Commit 7d511d6428

Niles Salter <Validark@pm.me>
2023-06-22 19:32:28
[heapsort] Protect against integer overflow
(Firstly, I changed `n` to `b`, as that is less confusing. It's not a length, it's a right boundary.) The invariant maintained is `cur < b`. In the worst case `2*cur + 1` results in a maximum of `2b`. Since `2b` is not guaranteed to be lower than `maxInt`, we have to add one overflow check to `siftDown` to make sure we avoid undefined behavior. LLVM also seems to have a nicer time compiling this version of the function. It is about 2x faster in my tests (I think LLVM was stumped by the `child += @intFromBool` line), and adding/removing the overflow check has a negligible performance difference on my machine. Of course, we could check `2b <= maxInt` in the parent function, and dispatch to a version of the function without the overflow check in the common case, but that probably is not worth the code size just to eliminate a single instruction.
1 parent c608967
Changed files (1)
lib
lib/std/sort.zig
@@ -36,6 +36,8 @@ pub fn insertion(
 /// O(1) memory (no allocator required).
 /// Sorts in ascending order with respect to the given `lessThan` function.
 pub fn insertionContext(a: usize, b: usize, context: anytype) void {
+    assert(a <= b);
+
     var i = a + 1;
     while (i < b) : (i += 1) {
         var j = i;
@@ -73,6 +75,7 @@ pub fn heap(
 /// O(1) memory (no allocator required).
 /// Sorts in ascending order with respect to the given `lessThan` function.
 pub fn heapContext(a: usize, b: usize, context: anytype) void {
+    assert(a <= b);
     // build the heap in linear time.
     var i = a + (b - a) / 2;
     while (i > a) {
@@ -89,22 +92,33 @@ pub fn heapContext(a: usize, b: usize, context: anytype) void {
     }
 }
 
-fn siftDown(a: usize, root: usize, n: usize, context: anytype) void {
-    var node = root;
+fn siftDown(a: usize, target: usize, b: usize, context: anytype) void {
+    var cur = target;
     while (true) {
-        var child = a + 2 * (node - a) + 1;
-        if (child >= n) break;
+        // When we don't overflow from the multiply below, the following expression equals (2*cur) - (2*a) + a + 1
+        // The `+ a + 1` is safe because:
+        //  for `a > 0` then `2a >= a + 1`.
+        //  for `a = 0`, the expression equals `2*cur+1`. `2*cur` is an even number, therefore adding 1 is safe.

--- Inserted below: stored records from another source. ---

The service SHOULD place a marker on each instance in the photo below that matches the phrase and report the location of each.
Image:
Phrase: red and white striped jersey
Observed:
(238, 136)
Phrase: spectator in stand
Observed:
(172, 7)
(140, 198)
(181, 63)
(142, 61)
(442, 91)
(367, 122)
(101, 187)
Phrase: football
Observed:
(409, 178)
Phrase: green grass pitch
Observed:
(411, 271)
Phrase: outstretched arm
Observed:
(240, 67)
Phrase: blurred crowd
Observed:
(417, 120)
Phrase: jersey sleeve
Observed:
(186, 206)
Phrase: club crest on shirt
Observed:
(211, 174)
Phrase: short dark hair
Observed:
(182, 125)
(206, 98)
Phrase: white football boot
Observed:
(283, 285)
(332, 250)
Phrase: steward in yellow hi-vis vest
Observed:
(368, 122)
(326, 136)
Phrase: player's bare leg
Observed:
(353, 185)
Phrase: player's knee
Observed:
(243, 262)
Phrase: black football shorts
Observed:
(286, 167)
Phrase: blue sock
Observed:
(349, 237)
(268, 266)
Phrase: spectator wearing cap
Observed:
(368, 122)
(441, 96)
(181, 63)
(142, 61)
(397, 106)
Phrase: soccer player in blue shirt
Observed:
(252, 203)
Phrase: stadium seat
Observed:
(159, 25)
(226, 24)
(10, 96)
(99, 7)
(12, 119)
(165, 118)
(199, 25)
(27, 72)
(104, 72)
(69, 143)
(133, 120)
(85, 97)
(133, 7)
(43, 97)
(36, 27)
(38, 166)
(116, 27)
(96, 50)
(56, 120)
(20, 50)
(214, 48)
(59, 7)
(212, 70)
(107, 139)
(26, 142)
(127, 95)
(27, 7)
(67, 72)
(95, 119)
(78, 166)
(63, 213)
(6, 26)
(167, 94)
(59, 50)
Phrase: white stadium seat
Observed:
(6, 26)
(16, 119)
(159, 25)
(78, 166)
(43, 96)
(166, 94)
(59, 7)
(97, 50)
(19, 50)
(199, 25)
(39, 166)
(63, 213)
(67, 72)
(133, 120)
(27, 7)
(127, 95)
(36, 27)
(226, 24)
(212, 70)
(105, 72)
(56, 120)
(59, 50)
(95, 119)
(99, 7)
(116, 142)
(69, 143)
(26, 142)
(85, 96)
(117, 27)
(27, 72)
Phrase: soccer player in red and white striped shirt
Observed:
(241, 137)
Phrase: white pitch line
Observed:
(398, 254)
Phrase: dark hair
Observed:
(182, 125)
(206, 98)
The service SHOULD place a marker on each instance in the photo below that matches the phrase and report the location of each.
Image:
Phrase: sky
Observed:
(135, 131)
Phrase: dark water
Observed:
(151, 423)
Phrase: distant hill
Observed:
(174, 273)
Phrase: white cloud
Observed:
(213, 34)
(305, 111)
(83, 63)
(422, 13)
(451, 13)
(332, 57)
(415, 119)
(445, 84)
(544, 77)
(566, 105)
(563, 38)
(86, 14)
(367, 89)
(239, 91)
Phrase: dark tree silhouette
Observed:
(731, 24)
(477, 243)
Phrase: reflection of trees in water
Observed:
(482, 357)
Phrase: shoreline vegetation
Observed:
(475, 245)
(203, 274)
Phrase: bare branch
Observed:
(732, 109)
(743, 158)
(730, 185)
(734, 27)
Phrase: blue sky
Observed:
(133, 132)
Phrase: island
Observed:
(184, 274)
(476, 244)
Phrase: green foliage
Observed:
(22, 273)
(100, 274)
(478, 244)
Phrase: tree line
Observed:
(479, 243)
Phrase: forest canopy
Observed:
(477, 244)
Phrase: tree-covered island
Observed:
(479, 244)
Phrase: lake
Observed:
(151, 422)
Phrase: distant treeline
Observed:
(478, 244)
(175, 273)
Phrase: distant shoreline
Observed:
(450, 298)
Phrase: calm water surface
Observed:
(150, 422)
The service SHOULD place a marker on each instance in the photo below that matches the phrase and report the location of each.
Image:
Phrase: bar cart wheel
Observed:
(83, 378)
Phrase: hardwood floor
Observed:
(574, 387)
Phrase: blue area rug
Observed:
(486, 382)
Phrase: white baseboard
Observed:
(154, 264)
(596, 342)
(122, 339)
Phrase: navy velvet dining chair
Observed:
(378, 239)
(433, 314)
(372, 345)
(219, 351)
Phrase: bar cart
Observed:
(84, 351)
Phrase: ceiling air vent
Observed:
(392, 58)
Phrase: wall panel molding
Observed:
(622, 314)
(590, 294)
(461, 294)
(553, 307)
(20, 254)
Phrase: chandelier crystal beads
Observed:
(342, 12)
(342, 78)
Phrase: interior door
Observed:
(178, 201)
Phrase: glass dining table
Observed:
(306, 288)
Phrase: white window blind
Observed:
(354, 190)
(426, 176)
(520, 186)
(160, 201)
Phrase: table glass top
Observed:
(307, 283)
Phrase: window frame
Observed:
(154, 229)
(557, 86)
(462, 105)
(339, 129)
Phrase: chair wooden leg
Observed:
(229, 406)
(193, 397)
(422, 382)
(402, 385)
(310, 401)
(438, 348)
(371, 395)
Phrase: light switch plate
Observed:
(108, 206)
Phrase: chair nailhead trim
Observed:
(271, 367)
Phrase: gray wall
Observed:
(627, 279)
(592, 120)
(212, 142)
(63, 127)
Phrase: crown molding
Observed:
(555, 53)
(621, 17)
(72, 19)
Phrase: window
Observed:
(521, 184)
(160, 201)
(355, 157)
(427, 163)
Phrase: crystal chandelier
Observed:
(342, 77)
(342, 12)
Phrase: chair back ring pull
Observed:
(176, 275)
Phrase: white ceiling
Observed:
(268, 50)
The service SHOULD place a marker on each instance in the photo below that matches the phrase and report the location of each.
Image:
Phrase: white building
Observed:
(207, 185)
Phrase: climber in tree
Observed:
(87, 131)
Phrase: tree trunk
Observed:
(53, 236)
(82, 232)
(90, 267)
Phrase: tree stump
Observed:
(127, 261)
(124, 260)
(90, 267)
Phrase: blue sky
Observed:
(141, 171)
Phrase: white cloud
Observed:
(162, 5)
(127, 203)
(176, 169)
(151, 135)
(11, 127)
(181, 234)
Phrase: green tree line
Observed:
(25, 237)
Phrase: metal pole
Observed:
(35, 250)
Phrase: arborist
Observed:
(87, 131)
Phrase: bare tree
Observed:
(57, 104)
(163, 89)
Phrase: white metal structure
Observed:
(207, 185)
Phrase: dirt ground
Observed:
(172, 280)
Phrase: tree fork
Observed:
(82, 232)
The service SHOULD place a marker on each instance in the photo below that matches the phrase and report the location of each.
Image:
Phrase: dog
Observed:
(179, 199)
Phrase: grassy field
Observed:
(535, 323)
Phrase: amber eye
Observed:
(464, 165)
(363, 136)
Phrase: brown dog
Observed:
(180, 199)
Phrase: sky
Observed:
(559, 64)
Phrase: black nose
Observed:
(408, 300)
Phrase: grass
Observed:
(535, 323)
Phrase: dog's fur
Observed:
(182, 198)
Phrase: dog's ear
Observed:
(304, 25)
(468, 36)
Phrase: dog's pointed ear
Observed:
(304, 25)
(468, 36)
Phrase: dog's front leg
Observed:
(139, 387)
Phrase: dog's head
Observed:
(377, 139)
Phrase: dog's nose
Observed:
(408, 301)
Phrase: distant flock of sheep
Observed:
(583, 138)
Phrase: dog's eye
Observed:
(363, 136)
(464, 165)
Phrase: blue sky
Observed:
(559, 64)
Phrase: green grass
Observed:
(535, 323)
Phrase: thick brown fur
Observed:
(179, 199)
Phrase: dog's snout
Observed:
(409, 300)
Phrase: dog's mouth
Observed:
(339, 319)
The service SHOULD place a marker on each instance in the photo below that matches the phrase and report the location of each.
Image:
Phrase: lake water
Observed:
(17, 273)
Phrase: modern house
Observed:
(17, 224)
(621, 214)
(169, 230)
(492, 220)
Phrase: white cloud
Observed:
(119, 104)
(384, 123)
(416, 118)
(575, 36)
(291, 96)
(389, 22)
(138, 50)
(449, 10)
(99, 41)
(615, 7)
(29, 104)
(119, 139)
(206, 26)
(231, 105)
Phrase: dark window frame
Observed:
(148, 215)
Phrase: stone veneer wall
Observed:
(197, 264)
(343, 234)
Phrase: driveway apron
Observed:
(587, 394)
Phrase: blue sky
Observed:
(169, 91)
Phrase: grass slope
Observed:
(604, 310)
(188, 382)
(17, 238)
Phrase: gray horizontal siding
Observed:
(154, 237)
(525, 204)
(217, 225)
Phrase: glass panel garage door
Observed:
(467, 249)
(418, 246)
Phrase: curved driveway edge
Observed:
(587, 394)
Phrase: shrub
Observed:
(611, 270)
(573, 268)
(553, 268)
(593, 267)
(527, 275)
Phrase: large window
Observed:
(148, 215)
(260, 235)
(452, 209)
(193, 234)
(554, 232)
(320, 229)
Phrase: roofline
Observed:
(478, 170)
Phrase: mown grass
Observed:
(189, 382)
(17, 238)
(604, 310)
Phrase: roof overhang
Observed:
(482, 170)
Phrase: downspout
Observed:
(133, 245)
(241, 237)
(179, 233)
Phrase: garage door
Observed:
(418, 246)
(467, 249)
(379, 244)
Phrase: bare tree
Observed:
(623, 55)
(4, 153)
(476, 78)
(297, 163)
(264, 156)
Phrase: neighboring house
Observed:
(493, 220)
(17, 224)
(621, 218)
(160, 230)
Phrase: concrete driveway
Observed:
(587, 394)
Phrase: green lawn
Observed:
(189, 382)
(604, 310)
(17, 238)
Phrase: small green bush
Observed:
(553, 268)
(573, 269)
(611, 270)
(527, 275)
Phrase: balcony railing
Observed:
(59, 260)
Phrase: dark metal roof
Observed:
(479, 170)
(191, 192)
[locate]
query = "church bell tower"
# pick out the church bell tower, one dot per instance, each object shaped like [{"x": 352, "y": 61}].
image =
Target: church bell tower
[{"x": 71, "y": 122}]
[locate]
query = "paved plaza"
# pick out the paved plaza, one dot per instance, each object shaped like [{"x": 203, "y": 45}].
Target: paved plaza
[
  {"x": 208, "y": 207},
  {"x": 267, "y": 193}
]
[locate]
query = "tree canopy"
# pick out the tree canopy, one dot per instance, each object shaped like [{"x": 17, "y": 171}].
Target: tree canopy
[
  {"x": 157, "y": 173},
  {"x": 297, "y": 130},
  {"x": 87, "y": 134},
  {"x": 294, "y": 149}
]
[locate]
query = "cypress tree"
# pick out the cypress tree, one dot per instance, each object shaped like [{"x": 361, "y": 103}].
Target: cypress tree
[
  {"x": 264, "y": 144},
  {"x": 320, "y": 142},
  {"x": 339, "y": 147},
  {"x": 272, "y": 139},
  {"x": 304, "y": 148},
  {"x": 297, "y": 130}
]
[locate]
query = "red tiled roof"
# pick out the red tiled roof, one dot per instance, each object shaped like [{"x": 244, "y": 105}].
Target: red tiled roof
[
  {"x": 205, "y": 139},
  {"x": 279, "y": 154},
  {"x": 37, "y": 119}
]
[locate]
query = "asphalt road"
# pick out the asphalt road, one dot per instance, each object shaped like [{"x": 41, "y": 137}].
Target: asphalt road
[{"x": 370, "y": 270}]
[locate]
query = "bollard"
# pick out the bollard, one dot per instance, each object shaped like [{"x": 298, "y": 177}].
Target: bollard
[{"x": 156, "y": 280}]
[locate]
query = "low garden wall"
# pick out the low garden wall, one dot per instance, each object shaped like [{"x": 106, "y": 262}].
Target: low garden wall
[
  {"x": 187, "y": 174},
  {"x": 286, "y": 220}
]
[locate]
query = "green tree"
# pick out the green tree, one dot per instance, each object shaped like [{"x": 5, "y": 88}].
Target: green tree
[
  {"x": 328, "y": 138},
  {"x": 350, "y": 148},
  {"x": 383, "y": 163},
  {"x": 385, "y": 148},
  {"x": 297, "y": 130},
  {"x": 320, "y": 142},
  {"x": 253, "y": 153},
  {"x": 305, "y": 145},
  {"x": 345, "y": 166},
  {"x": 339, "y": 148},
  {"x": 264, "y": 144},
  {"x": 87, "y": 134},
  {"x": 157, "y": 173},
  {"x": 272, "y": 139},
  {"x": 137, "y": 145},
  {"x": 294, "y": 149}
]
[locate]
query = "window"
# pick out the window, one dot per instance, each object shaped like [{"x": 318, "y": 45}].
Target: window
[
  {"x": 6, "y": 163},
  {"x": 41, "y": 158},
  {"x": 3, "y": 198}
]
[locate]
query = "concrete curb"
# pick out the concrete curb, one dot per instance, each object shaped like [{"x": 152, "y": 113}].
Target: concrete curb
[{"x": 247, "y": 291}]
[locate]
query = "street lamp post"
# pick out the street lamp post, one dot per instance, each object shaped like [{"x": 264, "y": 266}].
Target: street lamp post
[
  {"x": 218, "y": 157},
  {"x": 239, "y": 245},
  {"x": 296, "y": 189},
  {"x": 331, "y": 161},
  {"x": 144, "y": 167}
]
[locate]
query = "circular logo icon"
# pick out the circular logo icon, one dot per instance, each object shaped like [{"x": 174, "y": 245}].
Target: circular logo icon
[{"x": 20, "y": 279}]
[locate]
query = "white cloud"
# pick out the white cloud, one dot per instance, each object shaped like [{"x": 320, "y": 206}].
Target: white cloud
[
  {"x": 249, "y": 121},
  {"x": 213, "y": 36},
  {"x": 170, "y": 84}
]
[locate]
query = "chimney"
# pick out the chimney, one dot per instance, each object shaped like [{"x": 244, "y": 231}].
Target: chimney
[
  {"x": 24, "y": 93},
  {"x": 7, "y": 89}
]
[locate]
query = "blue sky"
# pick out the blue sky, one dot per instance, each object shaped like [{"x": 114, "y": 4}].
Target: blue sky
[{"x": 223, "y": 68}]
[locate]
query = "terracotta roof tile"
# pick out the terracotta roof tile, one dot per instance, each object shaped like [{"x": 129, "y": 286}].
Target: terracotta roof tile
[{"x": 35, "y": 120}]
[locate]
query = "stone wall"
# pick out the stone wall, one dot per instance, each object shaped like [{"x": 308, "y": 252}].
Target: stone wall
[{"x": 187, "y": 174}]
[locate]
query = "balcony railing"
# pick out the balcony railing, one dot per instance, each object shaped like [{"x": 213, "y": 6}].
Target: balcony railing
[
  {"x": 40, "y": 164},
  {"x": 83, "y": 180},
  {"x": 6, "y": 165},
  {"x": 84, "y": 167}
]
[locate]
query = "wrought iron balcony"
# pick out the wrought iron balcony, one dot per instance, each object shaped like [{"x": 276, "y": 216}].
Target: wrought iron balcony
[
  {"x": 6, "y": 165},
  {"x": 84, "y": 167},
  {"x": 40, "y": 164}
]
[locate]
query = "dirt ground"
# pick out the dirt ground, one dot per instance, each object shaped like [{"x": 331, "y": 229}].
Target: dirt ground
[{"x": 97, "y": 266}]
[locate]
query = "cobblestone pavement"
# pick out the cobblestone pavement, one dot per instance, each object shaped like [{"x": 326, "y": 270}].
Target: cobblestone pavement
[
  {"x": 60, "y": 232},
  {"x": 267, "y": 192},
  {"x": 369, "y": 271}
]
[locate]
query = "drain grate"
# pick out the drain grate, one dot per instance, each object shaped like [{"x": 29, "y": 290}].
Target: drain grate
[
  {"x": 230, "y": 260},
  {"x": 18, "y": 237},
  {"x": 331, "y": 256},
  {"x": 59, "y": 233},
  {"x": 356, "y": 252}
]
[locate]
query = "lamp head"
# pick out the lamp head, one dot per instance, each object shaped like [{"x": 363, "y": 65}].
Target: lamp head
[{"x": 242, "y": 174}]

+        var child = (math.mul(usize, cur - a, 2) catch break) + a + 1;
+
+        // stop if we overshot the boundary
+        if (!(child < b)) break;
 
-        // choose the greater child.
-        child += @intFromBool(child + 1 < n and context.lessThan(child, child + 1));
+        // `next_child` is at most `b`, therefore no overflow is possible
+        const next_child = child + 1;
+
+        // store the greater child in `child`
+        if (next_child < b and context.lessThan(child, next_child)) {
+            child = next_child;
+        }
 
-        // stop if the invariant holds at `node`.
-        if (!context.lessThan(node, child)) break;
+        // stop if the Heap invariant holds at `cur`.
+        if (context.lessThan(child, cur)) break;
 
-        // swap `node` with the greater child,
+        // swap `cur` with the greater child,
         // move one step down, and continue sifting.
-        context.swap(node, child);
-        node = child;
+        context.swap(child, cur);
+        cur = child;
     }
 }